Several phone calls to Singleton weren't returned late last week.

Should it pass, such a bill would open up a whole realm of possibilities for tricked lovers. But is that what we really want, especially given all the concerns about mass incarceration?

"On the one hand, we want law enforcement to have the law on their side in order to go after sexual predators who try to lure victims into sexual situations through deceit," pointed out Kathleen Bogle, assistant professor of sociology and criminal justice at La Salle University. "On the other hand, many people lie to get sex and we may not want to cast too broad of a net in pursuing these situations through criminal law.

"Most people would agree that lying to obtain sex is immoral, but only a fraction of those scenarios should be punishable by criminal law," she added.

She's right about not clogging up the legal system.

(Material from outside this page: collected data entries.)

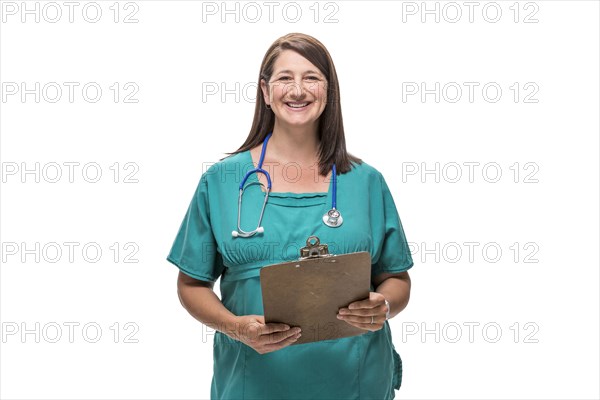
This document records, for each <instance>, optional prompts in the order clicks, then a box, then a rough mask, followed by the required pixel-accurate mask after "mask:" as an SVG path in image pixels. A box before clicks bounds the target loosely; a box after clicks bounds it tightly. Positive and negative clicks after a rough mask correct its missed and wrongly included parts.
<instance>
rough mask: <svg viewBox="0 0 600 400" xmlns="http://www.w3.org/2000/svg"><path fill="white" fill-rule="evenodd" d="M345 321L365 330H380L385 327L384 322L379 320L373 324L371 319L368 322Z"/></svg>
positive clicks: (357, 327)
mask: <svg viewBox="0 0 600 400" xmlns="http://www.w3.org/2000/svg"><path fill="white" fill-rule="evenodd" d="M345 322H346V323H348V325H352V326H354V327H356V328H360V329H363V330H365V331H378V330H380V329H381V328H382V327H383V324H379V323H377V322H374V323H373V324H371V321H370V320H369V322H368V323H366V324H365V323H362V322H354V321H345Z"/></svg>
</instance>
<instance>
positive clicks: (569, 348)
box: [0, 1, 600, 399]
mask: <svg viewBox="0 0 600 400" xmlns="http://www.w3.org/2000/svg"><path fill="white" fill-rule="evenodd" d="M8 3H11V2H2V18H3V20H2V25H1V27H0V34H1V39H0V49H1V50H0V57H1V61H0V80H1V81H2V83H3V88H2V95H3V99H2V103H1V104H0V106H1V125H0V128H1V154H0V155H1V158H2V172H3V177H2V192H1V205H2V207H1V221H2V227H1V234H2V238H1V240H2V245H3V247H2V250H3V254H2V258H3V259H2V261H3V264H2V268H1V309H0V310H1V321H2V341H1V343H0V346H1V365H0V367H1V372H0V387H1V391H0V396H1V397H2V398H6V399H9V398H10V399H50V398H62V399H75V398H77V399H100V398H112V399H175V398H181V399H192V398H208V397H209V393H210V380H211V377H212V367H213V364H212V333H211V332H210V331H207V329H205V328H203V326H202V325H201V324H200V323H198V322H197V321H195V320H194V319H193V318H192V317H190V316H189V315H188V314H187V312H186V311H185V310H184V309H183V308H182V307H181V305H180V304H179V301H178V299H177V295H176V286H175V283H176V276H177V269H176V268H175V267H174V266H173V265H171V264H169V263H168V262H167V261H166V260H165V258H166V256H167V254H168V251H169V249H170V246H171V244H172V242H173V240H174V238H175V234H176V232H177V230H178V228H179V225H180V223H181V220H182V218H183V215H184V213H185V210H186V208H187V206H188V204H189V201H190V199H191V196H192V194H193V191H194V190H195V188H196V185H197V182H198V180H199V178H200V175H201V173H202V172H203V170H204V169H205V165H206V164H208V163H212V162H215V161H217V160H218V159H219V158H221V157H223V156H224V155H225V154H224V153H225V152H231V151H234V150H236V149H237V148H238V147H239V146H240V145H241V143H242V142H243V140H244V139H245V137H246V136H247V134H248V132H249V129H250V125H251V122H252V118H253V112H254V96H255V89H254V88H255V86H254V85H255V83H256V79H257V76H258V72H259V67H260V63H261V61H262V57H263V56H264V54H265V52H266V50H267V48H268V47H269V46H270V44H271V43H272V42H273V41H274V40H275V39H277V38H278V37H280V36H282V35H284V34H286V33H289V32H303V33H307V34H310V35H312V36H314V37H316V38H317V39H319V40H320V41H321V42H322V43H323V44H325V46H326V47H327V48H328V49H329V51H330V53H331V55H332V57H333V60H334V62H335V65H336V68H337V72H338V76H339V81H340V86H341V95H342V110H343V115H344V126H345V131H346V139H347V143H348V148H349V151H350V152H351V153H353V154H355V155H357V156H359V157H361V158H363V160H365V161H366V162H368V163H369V164H371V165H373V166H374V167H375V168H377V169H379V170H380V171H381V172H382V173H383V175H384V177H385V178H386V181H387V182H388V184H389V186H390V188H391V190H392V193H393V195H394V199H395V201H396V206H397V208H398V211H399V213H400V216H401V219H402V223H403V225H404V229H405V232H406V236H407V239H408V241H409V242H410V243H411V246H412V248H413V259H414V261H415V266H414V268H413V269H411V271H410V274H411V278H412V281H413V289H412V293H411V300H410V304H409V306H408V308H407V309H406V310H405V311H403V312H402V313H401V314H399V315H398V316H397V317H395V318H394V319H393V320H391V321H390V323H391V327H392V331H393V336H394V343H395V345H396V348H397V350H398V351H399V353H400V355H401V357H402V359H403V363H404V375H403V384H402V388H401V390H400V391H399V392H397V396H398V397H399V398H411V399H425V398H427V399H458V398H461V399H492V398H494V399H495V398H514V399H517V398H519V399H524V398H532V399H533V398H535V399H541V398H544V399H565V398H578V399H579V398H581V399H593V398H596V399H597V398H598V397H599V396H600V393H599V383H598V376H599V368H598V366H599V364H598V360H599V358H598V357H599V356H598V352H599V348H598V337H599V332H598V315H599V310H598V308H599V307H598V305H599V298H598V286H599V276H598V271H599V259H598V242H599V240H598V239H599V238H598V220H599V216H598V189H599V188H598V185H599V177H598V170H599V165H598V150H599V144H598V137H599V125H598V122H599V121H598V110H599V100H598V88H599V82H598V75H599V64H598V59H599V54H598V52H599V47H600V46H599V43H598V41H599V28H598V21H599V6H598V2H595V1H568V2H567V1H564V2H563V1H537V2H529V3H527V4H526V2H520V3H516V4H515V2H512V1H508V2H504V1H500V2H497V3H494V4H491V5H489V3H486V2H480V3H478V5H477V7H476V8H475V9H474V14H473V22H469V15H468V13H469V9H468V7H467V6H466V5H464V3H463V2H459V3H453V4H451V5H448V4H447V3H445V2H439V3H436V2H428V3H427V7H428V8H429V9H434V7H435V6H436V4H437V7H439V8H438V9H439V10H440V11H439V22H436V21H435V14H430V15H426V16H425V17H426V20H425V22H422V21H421V12H422V11H423V5H422V3H421V2H417V3H408V2H404V3H403V2H391V1H390V2H368V3H367V2H362V1H348V2H346V1H342V2H330V4H329V5H326V4H325V2H321V3H317V4H316V6H315V5H314V2H312V1H311V2H299V3H296V5H297V7H296V8H299V9H300V10H301V15H300V16H299V20H298V21H297V22H292V19H293V18H294V17H295V8H293V7H294V5H292V6H288V8H287V9H286V10H287V14H284V13H282V10H283V8H284V6H285V5H286V4H287V3H284V2H280V3H278V6H276V7H275V9H274V12H273V15H272V19H273V20H272V22H271V21H270V20H269V8H268V7H267V6H266V5H265V4H264V3H263V2H258V3H254V5H256V7H253V8H248V6H246V7H245V8H244V6H245V4H246V3H238V5H237V7H238V10H239V12H238V13H237V16H238V17H239V22H236V21H235V18H236V13H235V12H234V13H233V14H230V15H226V16H225V18H226V21H225V22H224V23H223V22H221V12H222V11H223V7H224V6H223V5H222V4H221V2H216V3H210V4H209V3H204V4H203V3H202V2H194V1H169V2H167V1H137V2H133V3H132V4H133V5H130V6H127V8H125V2H121V3H118V4H117V8H118V9H119V10H120V14H119V16H118V22H117V23H115V22H114V21H113V18H114V15H115V14H114V12H113V10H114V9H115V6H113V3H114V2H112V1H108V2H104V1H100V2H98V3H97V4H98V5H99V7H100V8H101V9H102V16H101V18H100V20H99V21H98V22H97V23H91V22H87V21H86V20H85V19H84V18H83V17H82V8H83V6H84V5H86V4H87V3H86V2H81V3H79V5H78V7H76V8H75V13H74V17H73V18H74V22H72V23H70V22H69V20H68V8H67V7H66V6H64V5H63V3H62V2H60V3H56V4H58V6H59V7H60V9H61V11H62V12H63V15H62V19H61V20H59V21H58V22H56V23H51V22H49V21H47V20H45V19H44V14H43V12H42V11H43V7H44V5H46V4H47V3H46V2H38V3H37V4H38V7H39V10H40V21H39V22H35V14H32V15H27V16H26V21H25V22H22V21H21V12H22V3H21V2H17V3H11V4H12V5H10V4H8ZM34 5H35V2H27V6H28V7H30V8H31V9H33V8H34V7H35V6H34ZM453 5H456V6H457V7H458V9H460V11H461V12H462V18H460V19H459V20H458V21H457V22H451V19H452V18H453V17H454V15H455V12H456V9H457V8H456V7H454V6H453ZM486 5H487V7H488V8H486V10H487V19H488V20H487V21H486V19H485V18H484V15H482V10H483V8H484V6H486ZM11 7H13V8H11ZM14 7H16V8H17V9H16V14H14V15H13V14H12V12H11V10H14ZM110 7H113V9H111V8H110ZM234 7H235V5H234V3H233V2H229V3H228V8H229V9H234ZM290 7H292V8H290ZM310 7H312V9H311V8H310ZM414 7H416V14H414V15H413V14H411V13H410V11H411V10H413V9H414ZM444 7H445V8H444ZM511 7H512V8H511ZM215 8H216V10H217V13H216V14H215V15H211V14H209V13H206V12H204V13H203V10H204V11H208V10H211V9H215ZM257 8H258V9H259V10H261V12H262V18H260V19H259V21H258V22H255V23H253V22H251V21H250V19H251V18H254V16H255V15H256V14H255V13H256V9H257ZM497 8H500V10H501V11H502V15H501V16H500V18H499V21H497V22H491V21H490V19H493V18H494V17H495V10H496V9H497ZM315 9H319V11H320V13H319V15H318V16H317V22H315V20H314V19H315V12H314V10H315ZM517 9H518V10H519V11H520V12H519V15H518V16H517V22H515V21H514V18H515V10H517ZM244 10H245V11H246V12H245V13H244ZM444 10H445V13H444ZM46 11H47V13H48V14H47V15H46V17H47V18H48V19H50V18H53V16H54V13H55V10H54V9H50V8H46ZM133 11H135V13H134V15H133V16H132V17H133V18H136V19H137V20H138V22H137V23H124V22H123V19H124V17H125V16H126V15H128V14H130V13H132V12H133ZM88 12H89V14H88V15H89V16H91V17H93V16H94V9H93V8H92V9H88ZM330 14H333V15H330ZM530 14H531V15H530ZM327 15H330V18H331V19H332V20H337V22H335V21H330V22H329V23H326V22H324V20H325V17H326V16H327ZM528 15H529V16H530V17H529V19H530V20H532V19H533V20H537V22H533V21H530V22H529V23H526V22H525V21H524V20H525V19H527V18H526V17H527V16H528ZM203 18H204V21H203ZM286 18H287V20H286ZM403 19H404V20H403ZM11 82H12V83H16V85H17V88H18V87H19V85H20V84H21V83H22V82H24V83H25V84H26V85H27V88H28V89H33V88H34V87H35V82H39V83H40V86H41V87H43V86H44V85H46V84H48V83H51V82H56V83H57V84H58V85H60V86H61V87H62V88H63V96H62V98H60V100H58V101H57V102H56V103H52V102H50V101H48V97H53V94H52V95H50V94H47V96H46V97H44V96H43V93H42V96H41V98H40V101H39V102H36V101H35V99H34V95H27V96H26V98H25V100H24V101H23V100H22V99H21V97H20V94H21V93H20V91H19V92H17V94H15V95H8V94H7V92H8V91H9V90H8V89H9V88H11V87H14V86H11V84H10V83H11ZM64 82H78V83H79V86H78V87H77V88H78V89H76V90H75V92H74V93H75V97H74V101H73V102H72V103H71V102H69V100H68V92H67V86H65V85H64V84H63V83H64ZM89 82H96V83H98V85H100V87H102V89H103V93H102V96H101V98H100V100H99V101H98V102H95V103H93V102H89V101H86V100H85V99H84V98H83V97H82V93H81V87H82V86H83V85H85V84H86V83H89ZM115 82H118V85H119V87H120V88H121V91H120V93H119V97H118V99H117V100H118V101H117V102H116V103H115V102H114V101H113V97H112V96H113V95H114V92H113V91H111V89H110V88H109V87H110V86H111V85H113V84H114V83H115ZM128 82H132V83H134V84H135V85H137V87H138V88H139V90H138V91H137V93H135V95H134V96H133V98H134V99H137V100H138V102H137V103H127V102H125V101H124V95H125V94H127V93H131V92H132V90H131V89H127V88H125V87H124V85H125V84H127V83H128ZM436 82H438V83H439V84H440V88H443V87H444V85H446V87H447V89H448V91H447V92H446V93H445V95H444V92H443V91H442V90H441V89H440V99H439V102H436V101H435V98H434V95H433V94H430V95H427V96H426V97H425V99H424V100H422V99H421V97H420V93H419V94H417V95H407V93H406V87H407V85H408V86H410V85H411V84H412V83H415V84H416V85H417V87H418V86H419V85H420V84H421V83H424V84H425V85H426V88H427V89H433V88H434V87H435V85H436ZM464 82H476V83H477V84H478V86H476V89H475V91H474V97H473V101H472V102H471V101H469V98H468V87H467V86H465V85H464ZM515 82H516V83H517V86H518V87H519V95H518V96H517V98H516V102H515V98H514V96H515V91H514V88H515V86H513V85H515ZM7 83H9V84H8V86H7ZM236 83H239V90H237V91H236V89H235V88H236ZM454 83H455V84H456V85H458V86H460V87H461V88H462V89H463V92H462V97H461V98H460V99H459V100H458V101H456V102H453V101H452V98H453V97H454V95H455V92H453V91H452V90H453V89H452V87H453V85H455V84H454ZM488 83H492V84H493V85H497V86H499V87H500V88H501V89H502V95H501V96H500V97H499V99H498V101H492V100H490V99H489V98H488V99H487V100H486V99H485V98H484V97H483V95H482V90H481V88H482V87H483V86H484V85H485V84H488ZM528 83H529V84H530V86H525V85H526V84H528ZM213 84H216V85H217V87H219V86H220V85H221V84H223V85H225V88H226V89H228V90H231V91H232V93H233V94H228V95H226V96H225V98H224V99H222V98H221V96H220V95H221V92H219V93H217V94H215V95H207V93H206V86H207V85H208V86H210V85H213ZM448 84H449V85H448ZM246 85H249V86H250V88H249V89H248V90H247V91H244V90H243V88H244V87H245V86H246ZM246 87H248V86H246ZM511 87H513V89H512V90H511ZM532 88H533V89H532ZM451 89H452V90H451ZM534 89H535V93H534V94H533V95H532V96H531V97H529V98H527V97H526V95H528V94H532V93H533V92H534ZM19 90H20V89H19ZM49 93H53V92H49ZM91 93H92V94H93V92H91ZM488 93H489V94H490V95H491V96H493V95H494V91H493V90H490V92H488ZM203 94H204V96H203ZM236 95H237V96H238V98H237V99H236ZM403 95H405V97H406V98H404V99H403ZM203 97H204V98H203ZM65 162H74V163H79V166H76V167H75V170H74V171H75V175H74V177H73V182H69V179H68V168H67V167H66V166H65V165H64V164H63V163H65ZM117 162H118V163H119V167H118V170H120V175H119V176H118V177H117V179H116V180H117V183H115V182H114V179H115V175H114V169H115V167H113V169H110V167H111V166H112V165H114V163H117ZM36 163H39V164H38V165H39V168H40V176H39V182H36V179H37V178H36V176H35V174H34V173H31V174H26V175H22V169H23V167H26V168H29V169H34V168H35V165H36ZM53 163H58V165H61V166H62V169H61V171H62V173H63V176H62V178H61V179H60V180H59V181H58V182H56V183H51V182H50V180H51V179H52V178H53V177H54V175H55V173H56V169H55V168H54V167H53V166H55V165H56V164H53ZM87 163H97V164H98V165H99V166H100V168H101V172H102V177H101V179H100V180H99V181H98V182H97V183H89V182H87V181H86V180H85V179H84V178H88V179H89V178H90V177H91V178H93V176H94V173H93V172H94V170H93V169H91V170H90V169H88V170H87V172H88V174H89V175H86V176H83V175H82V166H83V165H84V164H87ZM126 163H133V164H128V165H129V166H128V167H127V168H126V167H125V164H126ZM436 163H438V165H439V170H440V174H439V179H437V180H438V181H437V182H436V176H435V174H433V173H431V174H425V175H422V172H423V171H424V169H434V168H435V166H436ZM465 163H479V164H471V165H475V167H474V175H473V177H472V178H473V179H469V175H468V174H469V169H468V165H469V164H465ZM515 163H518V165H517V166H516V165H515ZM526 163H530V164H526ZM486 164H488V167H487V169H486V170H485V172H484V169H483V166H484V165H486ZM92 165H95V164H92ZM457 165H459V166H460V167H461V169H460V171H461V172H462V176H461V177H460V179H458V181H457V182H452V180H453V178H454V177H455V175H456V171H457V169H456V166H457ZM526 165H527V167H526ZM15 166H16V168H18V170H16V171H15ZM415 166H416V167H417V168H418V171H417V172H416V173H415V174H413V175H410V174H407V172H409V171H413V170H414V168H415ZM511 166H512V168H511ZM44 167H45V172H46V174H44ZM136 167H137V170H134V168H136ZM53 168H54V169H53ZM497 171H500V172H501V174H502V175H501V177H500V179H499V180H498V181H497V182H495V183H494V182H491V181H492V180H494V178H495V176H496V172H497ZM515 171H519V174H518V175H516V174H515ZM13 172H15V173H14V174H12V173H13ZM130 172H135V174H133V176H131V177H130V178H131V179H137V180H138V183H125V182H124V181H125V175H126V174H127V173H130ZM403 172H404V173H403ZM515 180H516V182H515ZM535 181H537V182H535ZM64 242H77V243H78V244H79V245H78V246H77V247H75V253H74V259H73V262H70V260H69V255H68V248H67V247H65V246H64V245H63V243H64ZM130 242H131V243H133V244H130V245H129V247H125V246H126V243H130ZM469 242H474V243H475V244H473V248H474V252H473V255H472V258H471V257H470V254H469V247H468V245H465V243H469ZM36 243H39V246H40V251H39V252H37V255H39V256H40V260H39V262H36V260H35V257H36V251H35V250H34V251H33V252H32V253H31V254H27V253H26V252H23V250H24V249H35V246H36ZM52 243H58V245H59V246H61V247H62V250H63V254H62V257H61V258H60V259H59V260H58V261H57V262H50V261H51V260H50V259H51V258H53V257H54V256H55V255H56V253H55V252H53V250H55V249H56V247H53V246H54V245H52ZM114 243H118V245H117V246H118V247H119V248H120V251H119V253H118V254H116V252H115V251H114V249H115V247H112V249H113V250H111V246H113V244H114ZM515 243H517V244H516V245H515ZM86 244H91V245H90V246H96V244H97V246H99V247H100V248H101V249H102V256H101V257H100V259H99V261H97V262H95V263H94V262H91V261H86V259H85V258H84V257H83V255H82V248H83V246H84V245H86ZM44 246H45V247H46V250H47V252H46V254H44V253H43V251H42V249H43V248H44ZM90 246H88V247H90ZM436 246H437V247H436ZM484 247H485V249H486V251H483V248H484ZM93 248H94V247H91V249H92V250H93ZM498 248H499V249H500V250H501V251H502V253H501V254H499V255H498V256H497V255H496V252H495V250H496V249H498ZM517 248H518V249H519V251H518V252H517ZM134 249H137V252H136V254H135V255H134V256H133V258H134V259H137V260H138V261H139V262H137V263H131V262H124V261H125V260H124V259H125V256H126V255H127V254H129V253H131V252H132V251H133V250H134ZM424 249H427V250H430V251H429V253H427V252H423V250H424ZM436 249H437V250H436ZM457 250H460V251H461V252H462V253H461V254H458V253H457ZM13 253H14V254H13ZM22 256H23V257H25V262H22V260H21V257H22ZM88 256H89V257H93V256H94V252H93V251H91V250H90V253H89V254H88ZM115 256H116V257H117V259H116V261H117V262H115V260H114V257H115ZM527 256H529V258H528V257H527ZM88 260H89V258H88ZM527 261H537V262H527ZM215 287H216V289H218V283H217V285H216V286H215ZM69 323H72V324H75V325H72V326H74V328H73V329H74V330H73V337H72V340H70V339H69V328H68V324H69ZM115 323H118V325H115ZM127 323H131V324H129V325H125V324H127ZM36 324H39V325H37V326H38V328H36ZM77 324H78V325H77ZM86 324H88V325H87V328H88V329H87V330H86V331H85V332H84V331H83V327H84V325H86ZM436 324H437V325H436ZM486 324H487V325H486ZM469 326H472V327H473V331H472V335H470V332H469ZM57 327H59V328H61V333H62V336H61V337H59V338H56V335H57V330H56V328H57ZM97 327H100V329H101V336H99V337H98V338H97V342H96V343H90V342H91V341H92V339H94V338H95V337H96V328H97ZM111 327H112V328H111ZM484 327H485V329H484ZM457 328H459V329H460V331H457ZM498 328H499V329H500V332H498ZM24 329H27V330H29V333H26V334H25V335H23V333H24V332H23V330H24ZM36 331H37V333H36ZM436 331H437V334H436ZM116 332H118V333H119V336H118V337H115V333H116ZM127 334H130V336H129V337H127ZM457 334H461V336H457ZM498 334H500V335H499V336H498ZM55 338H56V339H55ZM53 341H56V343H52V342H53ZM71 341H72V343H71ZM115 341H116V343H115ZM129 342H133V343H129Z"/></svg>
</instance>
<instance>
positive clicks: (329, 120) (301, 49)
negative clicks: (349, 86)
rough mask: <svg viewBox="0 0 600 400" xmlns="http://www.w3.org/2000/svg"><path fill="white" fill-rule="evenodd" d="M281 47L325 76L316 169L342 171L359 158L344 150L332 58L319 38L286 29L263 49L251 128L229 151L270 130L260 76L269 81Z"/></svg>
mask: <svg viewBox="0 0 600 400" xmlns="http://www.w3.org/2000/svg"><path fill="white" fill-rule="evenodd" d="M284 50H293V51H295V52H297V53H298V54H300V55H301V56H302V57H304V58H306V59H307V60H308V61H310V62H311V63H312V64H314V65H315V66H316V67H317V68H318V69H319V70H320V71H321V73H322V74H323V75H325V79H326V80H327V104H326V105H325V109H324V110H323V113H322V114H321V116H320V117H319V123H318V128H317V135H318V138H319V140H320V145H319V152H318V153H319V173H320V174H321V175H323V176H325V175H327V174H328V173H329V171H330V170H331V168H332V165H333V163H335V166H336V170H337V173H338V174H344V173H346V172H348V171H350V169H351V168H352V165H351V163H357V164H360V163H362V160H361V159H360V158H358V157H355V156H353V155H351V154H349V153H348V152H347V151H346V139H345V136H344V124H343V121H342V107H341V104H340V87H339V84H338V78H337V73H336V72H335V66H334V65H333V60H332V59H331V56H330V55H329V52H328V51H327V49H326V48H325V46H323V44H322V43H321V42H319V41H318V40H317V39H315V38H314V37H312V36H309V35H305V34H303V33H289V34H287V35H285V36H282V37H280V38H279V39H277V40H276V41H275V42H273V44H272V45H271V47H269V49H268V50H267V53H266V54H265V56H264V58H263V61H262V64H261V66H260V74H259V75H258V85H257V86H258V88H257V94H256V107H255V109H254V121H253V122H252V128H250V133H249V134H248V137H247V138H246V141H245V142H244V144H242V146H241V147H240V148H239V149H237V150H236V151H234V152H233V153H226V154H229V155H233V154H237V153H241V152H243V151H246V150H250V149H252V148H254V147H256V146H258V145H259V144H261V143H262V142H263V141H264V140H265V138H266V136H267V134H268V133H269V132H272V131H273V127H274V125H275V114H274V113H273V111H272V110H271V109H269V108H267V107H266V105H265V102H264V99H263V93H262V89H261V87H260V80H261V79H264V80H265V81H266V82H267V85H268V84H269V81H270V80H271V75H272V74H273V66H274V64H275V60H277V57H279V55H280V54H281V52H282V51H284Z"/></svg>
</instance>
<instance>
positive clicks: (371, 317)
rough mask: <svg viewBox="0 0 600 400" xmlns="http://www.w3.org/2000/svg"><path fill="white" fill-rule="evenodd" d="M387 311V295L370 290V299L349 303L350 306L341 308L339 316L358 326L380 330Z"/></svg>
mask: <svg viewBox="0 0 600 400" xmlns="http://www.w3.org/2000/svg"><path fill="white" fill-rule="evenodd" d="M387 311H388V309H387V306H386V305H385V297H384V296H383V295H382V294H381V293H377V292H370V293H369V298H368V299H364V300H360V301H355V302H353V303H350V304H348V307H345V308H340V309H339V311H338V315H337V317H338V319H341V320H343V321H346V322H347V323H349V324H350V325H353V326H356V327H357V328H360V329H364V330H367V331H378V330H379V329H381V328H383V324H384V323H385V315H386V313H387ZM371 322H373V323H371Z"/></svg>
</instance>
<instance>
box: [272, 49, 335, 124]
mask: <svg viewBox="0 0 600 400" xmlns="http://www.w3.org/2000/svg"><path fill="white" fill-rule="evenodd" d="M260 86H261V88H262V91H263V95H264V101H265V102H266V104H268V105H270V106H271V109H272V110H273V113H274V114H275V118H276V119H277V120H278V123H280V124H281V123H284V124H288V125H293V126H303V125H307V126H310V125H312V124H314V123H316V121H317V120H318V119H319V117H320V116H321V113H323V110H324V109H325V105H326V104H327V80H326V79H325V76H324V75H323V74H322V73H321V71H319V69H318V68H317V67H315V66H314V65H313V64H312V63H311V62H310V61H308V60H307V59H306V58H304V57H302V56H301V55H300V54H298V53H296V52H295V51H292V50H284V51H283V52H282V53H281V54H280V55H279V57H277V59H276V60H275V64H274V67H273V75H272V76H271V80H270V81H269V84H268V85H267V82H265V80H264V79H261V82H260Z"/></svg>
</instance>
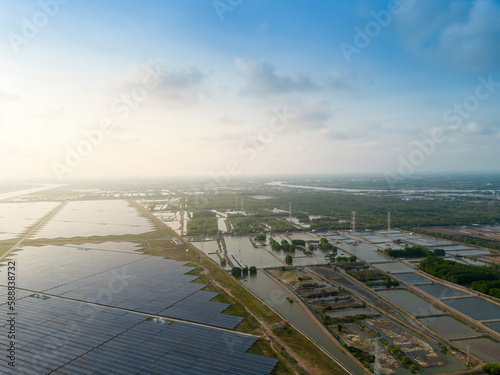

But there's such a thing as principle. As Yale law professor Jed Rubenfield wrote in a 2013 edition of the Yale Law Review, "Rape-by-deception is almost universally rejected in American criminal law. But if rape is sex without the victim's consent - as many courts, state statutes and scholars say it is - then sex-by-deception ought to be rape, because as courts have held for a hundred years in virtually every area of the law outside of rape, a consent procured through deception is no consent at all."

Meanwhile, Lewis, whose dating horror story was chronicled in the Daily News last year and later on NBC's "Dateline," is recuperating from the shock of discovering that the man she met on an online dating site back in 2013 was a con artist.

I met her a year ago, just days after Cherry Hill police arrested William Allen Jordan on charges of sexual assault, theft by deception and impersonating a law-enforcement officer. Over coffee at a Starbucks in Mount Laurel, she described how she'd become enmeshed in his tangled web of lies that stretched all the way to England.

Not only had the man she knew as Liam Allen lied to her about his legal name, but instead of being some sort of secret agent of the British government, as he claimed, he had served time in the U.K. for bigamy. He also had failed to register as a sex offender and had been convicted of indecent assault of a minor.

But back when she was falling madly in love, Lewis, a labor and delivery nurse, knew nothing about Jordan's nefarious ways. When she was handing over $5,000 for a phony security clearance, she had no clue that she was just Jordan's latest victim.

In November, he pleaded guilty to third-degree theft by deception and was ordered to pay restitution. He's currently serving a three-year prison sentence in New Jersey.

As for Lewis, she plans to sell her waterfront home in Roebling, N.J., to get away from the memories she made with Jordan. She's also hoping that Singleton's bill makes it through the legislative process so that it can help others from being duped the way she was.

"Never is it acceptable," Lewis said. "It's wrong every single time, and in a lot of cases illegal what they're doing. In some way, sometime, it's going to catch up."